Science Puzzle
Can You Spot the Bad Experiment?
A student wants to prove her new fertiliser makes plants grow. She puts fertiliser in Pot A, stands it on a sunny windowsill and waters it daily. Pot B gets no fertiliser, sits in a dark cupboard, and is watered once a week.
After a month, Pot A is thriving and Pot B is a wilted stick. She concludes the fertiliser works. What is wrong with her experiment?
The Answer
Her experiment cannot tell her anything about the fertiliser, because she changed three things at once: fertiliser, light and water. Pot A grew, but it may have grown because of the sunlight, or the extra watering, or the fertiliser, or any combination of the three. There is no way to separate them.

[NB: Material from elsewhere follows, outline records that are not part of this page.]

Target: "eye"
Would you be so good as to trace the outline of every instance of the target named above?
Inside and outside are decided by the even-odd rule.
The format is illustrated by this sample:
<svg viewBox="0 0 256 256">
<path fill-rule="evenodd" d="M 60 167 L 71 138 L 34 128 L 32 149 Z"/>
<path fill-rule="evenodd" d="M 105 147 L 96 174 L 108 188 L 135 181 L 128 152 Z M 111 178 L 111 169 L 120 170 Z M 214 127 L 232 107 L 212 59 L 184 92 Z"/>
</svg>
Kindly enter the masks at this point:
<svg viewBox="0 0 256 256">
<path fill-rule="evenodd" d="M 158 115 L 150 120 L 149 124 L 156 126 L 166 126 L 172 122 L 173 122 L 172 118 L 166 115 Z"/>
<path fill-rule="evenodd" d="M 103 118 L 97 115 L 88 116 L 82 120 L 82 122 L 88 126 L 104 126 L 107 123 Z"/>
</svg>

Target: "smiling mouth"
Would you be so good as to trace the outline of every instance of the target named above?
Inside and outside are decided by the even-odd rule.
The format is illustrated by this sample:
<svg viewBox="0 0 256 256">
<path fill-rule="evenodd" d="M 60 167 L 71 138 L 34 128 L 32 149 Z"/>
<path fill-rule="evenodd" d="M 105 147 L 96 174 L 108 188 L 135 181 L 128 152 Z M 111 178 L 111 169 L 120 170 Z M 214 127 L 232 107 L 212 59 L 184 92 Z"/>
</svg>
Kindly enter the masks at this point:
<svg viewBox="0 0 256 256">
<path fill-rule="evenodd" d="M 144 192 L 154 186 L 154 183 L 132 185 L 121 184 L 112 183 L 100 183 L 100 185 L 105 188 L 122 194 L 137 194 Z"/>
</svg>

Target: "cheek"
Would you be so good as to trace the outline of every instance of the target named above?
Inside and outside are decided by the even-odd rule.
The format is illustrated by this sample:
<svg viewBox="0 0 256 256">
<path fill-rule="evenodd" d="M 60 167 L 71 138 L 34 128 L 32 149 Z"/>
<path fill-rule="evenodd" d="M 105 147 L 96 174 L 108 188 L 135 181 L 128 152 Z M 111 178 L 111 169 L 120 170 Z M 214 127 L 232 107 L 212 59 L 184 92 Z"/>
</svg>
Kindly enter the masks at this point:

A fair test changes exactly one thing, the independent variable, and holds every other condition identical. Both pots should have the same soil, the same amount of sunlight, the same watering schedule on the same days, the same size pot, the same species of plant grown from the same batch of seed. The only difference permitted is the fertiliser. Then, and only then, does a difference in growth point at the fertiliser.
Adding more pots would not save her, because every pot would still have three differences. Repeating a flawed experiment simply gives you a flawed result more precisely. Design first, then repeat.
The principle: Controlled variables. In a fair test, only the independent variable changes, so any observed effect can be attributed to it and nothing else.